Using stackit to gather debugging data on UNIX and Linux systems

Technote (troubleshooting)


Problem(Abstract)

You have a process which is hanging or using too much CPU, or which has crashed and left behind a core dump, and you need help determining the cause of the problem.

Resolving the problem

The stackit script provides an easy way to examine running processes and core dumps on AIX, HP-UX, Linux and Solaris systems. Although stackit was written by the WebSphere MQ support team, it can be used to gather information about any process or core file.



Using stackit


In order to use stackit, you must first download the script to your system and make it executable, for example by running: chmod a+x stackit


    Syntax


    stackit -?

    stackit [-f File] [-o Options] {-m Match | -n Name | -p Pid}...

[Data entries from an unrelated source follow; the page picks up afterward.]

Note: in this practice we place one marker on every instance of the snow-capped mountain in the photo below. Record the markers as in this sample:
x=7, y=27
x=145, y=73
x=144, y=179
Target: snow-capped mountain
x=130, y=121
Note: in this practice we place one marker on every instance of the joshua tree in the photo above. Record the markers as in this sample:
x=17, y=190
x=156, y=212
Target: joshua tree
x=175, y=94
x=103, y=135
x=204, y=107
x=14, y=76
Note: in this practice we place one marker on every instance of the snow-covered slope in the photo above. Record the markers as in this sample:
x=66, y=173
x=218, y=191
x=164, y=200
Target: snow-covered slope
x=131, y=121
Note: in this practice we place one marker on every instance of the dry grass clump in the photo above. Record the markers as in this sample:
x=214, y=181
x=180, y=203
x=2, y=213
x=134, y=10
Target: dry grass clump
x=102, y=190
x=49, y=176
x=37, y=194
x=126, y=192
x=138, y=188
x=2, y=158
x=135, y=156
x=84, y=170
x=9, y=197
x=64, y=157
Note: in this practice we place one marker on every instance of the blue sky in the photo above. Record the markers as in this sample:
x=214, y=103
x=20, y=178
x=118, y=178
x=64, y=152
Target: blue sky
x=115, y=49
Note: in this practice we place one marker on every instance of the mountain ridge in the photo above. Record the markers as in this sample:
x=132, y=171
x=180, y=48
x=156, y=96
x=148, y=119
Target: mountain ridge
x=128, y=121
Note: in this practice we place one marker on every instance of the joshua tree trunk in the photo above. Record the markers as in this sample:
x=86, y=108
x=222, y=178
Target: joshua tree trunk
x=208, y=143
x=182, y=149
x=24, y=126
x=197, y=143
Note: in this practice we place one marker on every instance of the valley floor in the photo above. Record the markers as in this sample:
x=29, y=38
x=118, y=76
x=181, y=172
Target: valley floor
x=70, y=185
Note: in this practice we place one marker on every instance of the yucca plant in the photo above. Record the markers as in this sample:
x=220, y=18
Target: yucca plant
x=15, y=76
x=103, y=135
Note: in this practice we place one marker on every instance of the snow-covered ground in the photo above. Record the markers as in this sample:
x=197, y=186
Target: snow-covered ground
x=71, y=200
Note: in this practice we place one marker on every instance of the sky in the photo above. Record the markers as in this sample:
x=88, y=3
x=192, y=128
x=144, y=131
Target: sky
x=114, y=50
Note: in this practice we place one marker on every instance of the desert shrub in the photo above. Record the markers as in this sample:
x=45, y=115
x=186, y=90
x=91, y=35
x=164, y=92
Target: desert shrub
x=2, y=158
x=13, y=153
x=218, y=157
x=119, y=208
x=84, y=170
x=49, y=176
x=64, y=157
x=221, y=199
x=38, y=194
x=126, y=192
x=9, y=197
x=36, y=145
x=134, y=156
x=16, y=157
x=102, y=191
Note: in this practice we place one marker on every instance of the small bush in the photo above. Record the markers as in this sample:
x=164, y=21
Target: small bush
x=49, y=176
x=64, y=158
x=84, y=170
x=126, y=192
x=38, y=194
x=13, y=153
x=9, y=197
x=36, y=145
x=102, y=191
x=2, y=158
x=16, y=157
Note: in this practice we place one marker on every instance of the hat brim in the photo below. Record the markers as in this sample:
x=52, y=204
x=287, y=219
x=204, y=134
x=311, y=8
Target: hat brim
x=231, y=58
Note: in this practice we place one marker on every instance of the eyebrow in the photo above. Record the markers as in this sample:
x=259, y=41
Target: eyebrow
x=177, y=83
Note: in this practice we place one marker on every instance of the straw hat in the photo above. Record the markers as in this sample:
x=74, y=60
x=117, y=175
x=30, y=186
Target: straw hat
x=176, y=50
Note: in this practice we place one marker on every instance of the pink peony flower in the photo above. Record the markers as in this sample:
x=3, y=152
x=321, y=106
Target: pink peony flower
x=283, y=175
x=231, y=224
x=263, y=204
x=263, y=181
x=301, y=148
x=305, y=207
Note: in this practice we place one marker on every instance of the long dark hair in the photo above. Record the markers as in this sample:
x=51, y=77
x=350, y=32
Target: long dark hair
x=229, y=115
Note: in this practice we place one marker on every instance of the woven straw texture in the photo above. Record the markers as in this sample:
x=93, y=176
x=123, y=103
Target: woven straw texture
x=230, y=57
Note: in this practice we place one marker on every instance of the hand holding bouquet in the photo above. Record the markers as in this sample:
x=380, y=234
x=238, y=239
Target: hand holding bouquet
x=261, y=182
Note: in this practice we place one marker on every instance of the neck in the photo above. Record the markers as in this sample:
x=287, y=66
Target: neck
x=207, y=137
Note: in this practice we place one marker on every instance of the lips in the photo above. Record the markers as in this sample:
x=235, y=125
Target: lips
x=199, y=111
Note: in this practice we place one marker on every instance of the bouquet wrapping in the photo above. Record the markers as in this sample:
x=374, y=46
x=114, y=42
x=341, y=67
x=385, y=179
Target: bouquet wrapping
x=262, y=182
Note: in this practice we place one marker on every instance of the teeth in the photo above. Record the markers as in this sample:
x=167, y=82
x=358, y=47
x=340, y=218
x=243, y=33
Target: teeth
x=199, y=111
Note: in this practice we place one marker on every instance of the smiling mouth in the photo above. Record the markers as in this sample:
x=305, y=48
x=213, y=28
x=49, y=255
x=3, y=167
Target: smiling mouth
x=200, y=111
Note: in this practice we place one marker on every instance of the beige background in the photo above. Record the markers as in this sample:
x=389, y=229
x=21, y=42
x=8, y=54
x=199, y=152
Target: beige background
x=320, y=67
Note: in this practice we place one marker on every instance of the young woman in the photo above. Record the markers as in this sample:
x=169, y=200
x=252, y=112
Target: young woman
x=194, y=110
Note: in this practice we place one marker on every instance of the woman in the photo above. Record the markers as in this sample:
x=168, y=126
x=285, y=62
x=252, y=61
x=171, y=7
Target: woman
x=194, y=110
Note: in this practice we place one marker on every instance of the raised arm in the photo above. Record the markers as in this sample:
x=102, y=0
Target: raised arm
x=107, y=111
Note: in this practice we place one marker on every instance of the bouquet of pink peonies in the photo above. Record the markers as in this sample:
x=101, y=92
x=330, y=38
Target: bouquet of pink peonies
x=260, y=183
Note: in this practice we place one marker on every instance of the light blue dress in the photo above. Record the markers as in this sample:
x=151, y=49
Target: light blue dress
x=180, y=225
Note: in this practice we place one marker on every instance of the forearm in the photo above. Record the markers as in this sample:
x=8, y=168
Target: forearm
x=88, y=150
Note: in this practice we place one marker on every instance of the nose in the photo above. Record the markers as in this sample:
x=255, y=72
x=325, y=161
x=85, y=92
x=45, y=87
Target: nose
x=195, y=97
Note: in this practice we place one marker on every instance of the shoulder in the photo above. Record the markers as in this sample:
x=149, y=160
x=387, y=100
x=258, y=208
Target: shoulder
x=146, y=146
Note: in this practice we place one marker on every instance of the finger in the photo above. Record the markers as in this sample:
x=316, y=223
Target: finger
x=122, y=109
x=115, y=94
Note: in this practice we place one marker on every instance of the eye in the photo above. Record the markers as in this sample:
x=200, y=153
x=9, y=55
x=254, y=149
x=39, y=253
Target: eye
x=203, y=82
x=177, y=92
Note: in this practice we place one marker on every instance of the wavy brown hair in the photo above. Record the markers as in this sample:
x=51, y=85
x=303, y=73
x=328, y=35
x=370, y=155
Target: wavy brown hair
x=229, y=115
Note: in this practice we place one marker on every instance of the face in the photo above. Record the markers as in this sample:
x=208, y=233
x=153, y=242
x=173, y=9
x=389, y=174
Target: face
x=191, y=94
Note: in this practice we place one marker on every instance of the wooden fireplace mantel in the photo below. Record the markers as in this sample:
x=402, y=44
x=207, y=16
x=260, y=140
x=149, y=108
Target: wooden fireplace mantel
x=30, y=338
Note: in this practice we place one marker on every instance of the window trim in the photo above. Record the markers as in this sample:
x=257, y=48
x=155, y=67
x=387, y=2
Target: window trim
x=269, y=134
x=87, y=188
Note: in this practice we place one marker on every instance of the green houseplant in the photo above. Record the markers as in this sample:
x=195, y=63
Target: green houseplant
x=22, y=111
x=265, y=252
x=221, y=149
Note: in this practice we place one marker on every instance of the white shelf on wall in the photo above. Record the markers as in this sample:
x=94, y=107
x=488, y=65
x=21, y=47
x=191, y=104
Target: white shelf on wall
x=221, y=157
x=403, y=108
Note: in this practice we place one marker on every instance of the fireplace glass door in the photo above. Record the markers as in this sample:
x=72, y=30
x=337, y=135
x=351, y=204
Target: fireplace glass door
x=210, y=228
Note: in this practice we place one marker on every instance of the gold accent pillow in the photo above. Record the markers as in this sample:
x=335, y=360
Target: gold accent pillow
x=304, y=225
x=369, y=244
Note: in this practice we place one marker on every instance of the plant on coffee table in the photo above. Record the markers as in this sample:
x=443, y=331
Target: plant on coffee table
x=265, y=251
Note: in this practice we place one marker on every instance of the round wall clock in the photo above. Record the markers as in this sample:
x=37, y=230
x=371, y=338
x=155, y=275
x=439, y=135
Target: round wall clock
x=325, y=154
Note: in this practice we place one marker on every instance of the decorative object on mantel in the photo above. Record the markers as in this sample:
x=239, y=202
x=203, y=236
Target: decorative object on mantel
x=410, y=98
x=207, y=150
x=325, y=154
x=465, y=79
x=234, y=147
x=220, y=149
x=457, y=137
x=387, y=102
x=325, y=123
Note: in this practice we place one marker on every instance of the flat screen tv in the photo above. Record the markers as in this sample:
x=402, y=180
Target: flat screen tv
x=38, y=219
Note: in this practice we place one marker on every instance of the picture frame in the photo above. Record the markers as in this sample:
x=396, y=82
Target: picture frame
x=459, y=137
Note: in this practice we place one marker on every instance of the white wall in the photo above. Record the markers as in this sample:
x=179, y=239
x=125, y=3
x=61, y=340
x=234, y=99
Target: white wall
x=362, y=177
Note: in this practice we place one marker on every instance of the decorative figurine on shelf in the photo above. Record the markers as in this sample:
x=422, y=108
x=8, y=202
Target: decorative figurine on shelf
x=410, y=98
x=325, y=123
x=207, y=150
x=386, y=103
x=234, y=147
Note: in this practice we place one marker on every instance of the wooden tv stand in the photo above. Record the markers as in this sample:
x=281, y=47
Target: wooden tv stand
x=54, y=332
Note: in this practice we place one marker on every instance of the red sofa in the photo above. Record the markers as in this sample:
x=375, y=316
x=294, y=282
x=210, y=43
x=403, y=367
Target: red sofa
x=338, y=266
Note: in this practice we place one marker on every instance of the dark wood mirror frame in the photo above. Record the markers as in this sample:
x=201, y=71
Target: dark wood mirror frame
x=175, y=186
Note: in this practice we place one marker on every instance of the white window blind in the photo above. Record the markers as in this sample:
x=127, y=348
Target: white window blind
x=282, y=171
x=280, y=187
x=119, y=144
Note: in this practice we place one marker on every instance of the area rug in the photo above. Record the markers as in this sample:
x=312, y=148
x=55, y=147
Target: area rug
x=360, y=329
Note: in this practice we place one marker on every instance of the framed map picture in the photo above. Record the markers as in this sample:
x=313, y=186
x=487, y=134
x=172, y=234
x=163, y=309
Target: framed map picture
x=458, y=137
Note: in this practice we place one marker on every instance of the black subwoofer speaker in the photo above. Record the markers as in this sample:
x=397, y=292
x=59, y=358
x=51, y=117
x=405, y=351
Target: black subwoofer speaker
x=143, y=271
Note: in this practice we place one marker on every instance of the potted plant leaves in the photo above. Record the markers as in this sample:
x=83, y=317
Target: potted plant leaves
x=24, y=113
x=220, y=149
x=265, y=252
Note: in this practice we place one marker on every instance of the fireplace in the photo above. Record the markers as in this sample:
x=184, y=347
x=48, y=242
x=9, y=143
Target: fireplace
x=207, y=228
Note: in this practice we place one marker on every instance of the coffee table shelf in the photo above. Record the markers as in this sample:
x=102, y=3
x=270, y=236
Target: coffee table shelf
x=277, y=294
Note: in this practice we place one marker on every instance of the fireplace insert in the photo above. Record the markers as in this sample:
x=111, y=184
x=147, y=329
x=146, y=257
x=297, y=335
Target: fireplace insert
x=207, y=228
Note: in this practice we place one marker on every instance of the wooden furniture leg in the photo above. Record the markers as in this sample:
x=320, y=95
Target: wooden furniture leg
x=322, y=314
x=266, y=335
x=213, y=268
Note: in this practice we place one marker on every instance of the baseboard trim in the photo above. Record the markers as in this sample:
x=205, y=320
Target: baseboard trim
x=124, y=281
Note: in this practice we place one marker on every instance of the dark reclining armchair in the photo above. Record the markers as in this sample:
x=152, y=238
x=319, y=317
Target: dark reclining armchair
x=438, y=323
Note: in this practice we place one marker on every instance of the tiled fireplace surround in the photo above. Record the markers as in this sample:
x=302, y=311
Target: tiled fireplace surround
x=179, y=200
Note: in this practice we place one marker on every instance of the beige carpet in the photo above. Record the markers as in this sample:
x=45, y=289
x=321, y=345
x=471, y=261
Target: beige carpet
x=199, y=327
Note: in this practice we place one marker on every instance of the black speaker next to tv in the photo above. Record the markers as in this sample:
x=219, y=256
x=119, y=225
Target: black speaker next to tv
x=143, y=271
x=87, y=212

    stackit [-f File] [-o Options] -c Core -e Executable



    General options

    -f File

      Write the stackit output to a new file, which is important if you need to send it to IBM. Without this option, stackit will display its output to the screen only.

    -o Options
      Control what information stackit gathers. The default options are sufficient in most cases, but IBM may ask for custom options when diagnosing certain problems:


       Default : Usually stack,cred,map,ldd
           All : All possible data

         stack : Stack trace for all threads        All platforms
          cred : Security credentials               All platforms
           map : Address space map                  All but some HP-UX
           ldd : Shared library dependencies        All platforms
        status : Process status information         All but HP-UX
         files : File descriptor usage              All but some HP-UX
          regs : Machine register contents          All platforms
           asm : Assembler instructions             AIX only
         locks : Mutexes and condition variables    AIX only
        thread : Detailed thread data               AIX only
           sig : Disposition for signals            All but Linux & HP-UX
          safe : Safe mode (avoids debuggers)       All platforms

    Process selection flags

    -m Match

      Analyze processes whose command line contain a matching pattern. For example, if you use "-m FRED", then stackit will capture any process with the name "FRED" in its command line arguments. Regular expressions are permitted when matching patterns.

    -n Name
      Analyze processes by the executable program name. For example, if you use "-n runmqlsr" then stackit will capture any process named runmqlsr.

    -p Pid
      Analyze a processes by its process identifier (pid). For example, if you use "-p 12345" then stackit will capture pid 12345, if it exists.


    Core file flags

    -c Core

      The name of the core dump file stackit should analyze. If the core dump is called 'core', you should rename it first to prevent another process from overwriting it.

    -e Executable
      The path to the executable which created the core file. Please be sure to identify the right program, particularly if there are multiple versions on your system, or the stackit analysis will not be valid.



Usage Notes

The stackit script provides several features to make it easier to use at the command line.


    Combining options

    You can repeat the -o flag or provide a comma-separated list, or both, when selecting options. For example, the following commands are equivalent:


    sh> stackit -f debug.txt -o stack -o locks -o asm -p 29723

    sh> stackit -f debug.txt -o stack,locks -o asm -p 29723

    sh> stackit -f debug.txt -o stack,locks,asm -p 29723


    Repeating process selection flags

    You can use the -m, -n and -p flags together, and repeat them as many times as needed, in order to select all the processes you want stackit to analyze. However, a process will be analyzed only once, regardless of how many times it was matched.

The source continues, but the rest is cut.